World Library  
Flag as Inappropriate
Email this Article

Fixation index

Article Id: WHEBN0004196163
Reproduction Date:

Title: Fixation index  
Author: World Heritage Encyclopedia
Language: English
Subject: F-statistics, Genetic history of Europe, Balding–Nichols model, Andalusian horse, Demographics of India
Collection:
Publisher: World Heritage Encyclopedia
Publication
Date:
 

Fixation index

The fixation index (FST) is a measure of population differentiation due to genetic structure. It is frequently estimated from genetic polymorphism data, such as single-nucleotide polymorphisms (SNP) or microsatellites.
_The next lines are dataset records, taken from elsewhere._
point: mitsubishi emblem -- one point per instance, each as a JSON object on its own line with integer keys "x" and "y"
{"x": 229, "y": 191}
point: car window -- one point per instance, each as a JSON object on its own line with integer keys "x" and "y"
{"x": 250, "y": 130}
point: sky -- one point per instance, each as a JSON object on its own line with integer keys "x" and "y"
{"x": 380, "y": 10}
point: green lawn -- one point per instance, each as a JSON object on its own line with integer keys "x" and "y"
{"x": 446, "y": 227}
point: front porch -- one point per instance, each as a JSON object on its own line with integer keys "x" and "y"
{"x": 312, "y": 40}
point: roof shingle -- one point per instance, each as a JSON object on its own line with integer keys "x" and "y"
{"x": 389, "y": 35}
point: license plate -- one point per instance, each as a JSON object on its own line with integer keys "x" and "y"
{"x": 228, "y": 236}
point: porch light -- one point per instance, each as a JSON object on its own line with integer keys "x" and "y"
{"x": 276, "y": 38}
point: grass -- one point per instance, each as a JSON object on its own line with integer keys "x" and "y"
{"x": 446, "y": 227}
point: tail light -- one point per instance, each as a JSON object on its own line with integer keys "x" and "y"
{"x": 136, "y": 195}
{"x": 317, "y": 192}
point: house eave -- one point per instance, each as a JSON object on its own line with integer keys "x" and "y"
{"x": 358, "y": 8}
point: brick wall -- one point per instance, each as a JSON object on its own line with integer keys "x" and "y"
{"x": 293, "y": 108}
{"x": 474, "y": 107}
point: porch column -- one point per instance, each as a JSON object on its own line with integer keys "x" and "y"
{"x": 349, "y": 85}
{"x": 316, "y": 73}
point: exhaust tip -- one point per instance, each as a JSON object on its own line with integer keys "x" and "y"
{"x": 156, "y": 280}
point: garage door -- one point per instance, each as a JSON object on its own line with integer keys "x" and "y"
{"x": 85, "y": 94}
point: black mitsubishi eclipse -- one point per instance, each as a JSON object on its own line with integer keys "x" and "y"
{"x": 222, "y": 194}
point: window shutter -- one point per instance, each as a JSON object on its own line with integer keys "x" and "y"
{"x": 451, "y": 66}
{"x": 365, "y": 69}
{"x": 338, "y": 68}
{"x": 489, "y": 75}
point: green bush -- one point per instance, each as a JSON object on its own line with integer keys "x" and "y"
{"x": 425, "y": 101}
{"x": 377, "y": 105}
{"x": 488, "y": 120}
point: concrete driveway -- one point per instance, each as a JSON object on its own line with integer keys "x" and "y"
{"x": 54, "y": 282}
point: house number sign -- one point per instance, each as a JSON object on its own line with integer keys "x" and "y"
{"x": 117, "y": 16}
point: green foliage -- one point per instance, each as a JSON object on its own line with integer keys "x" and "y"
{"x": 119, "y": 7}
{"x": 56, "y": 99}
Developed as a special case of Wright's F-statistics, it is one of the most commonly used statistics in population genetics.

Definition

Two of the most commonly used definitions for FST are based on the variance of allele frequencies between populations, and on the probability of Identity by descent.

If \bar{p} is the average frequency of an allele in the total population, \sigma^2_S is the variance in the frequency of alleles in different subpopulations, and \sigma^2_T is the variance of allele frequencies in the total population, FST is defined as [1]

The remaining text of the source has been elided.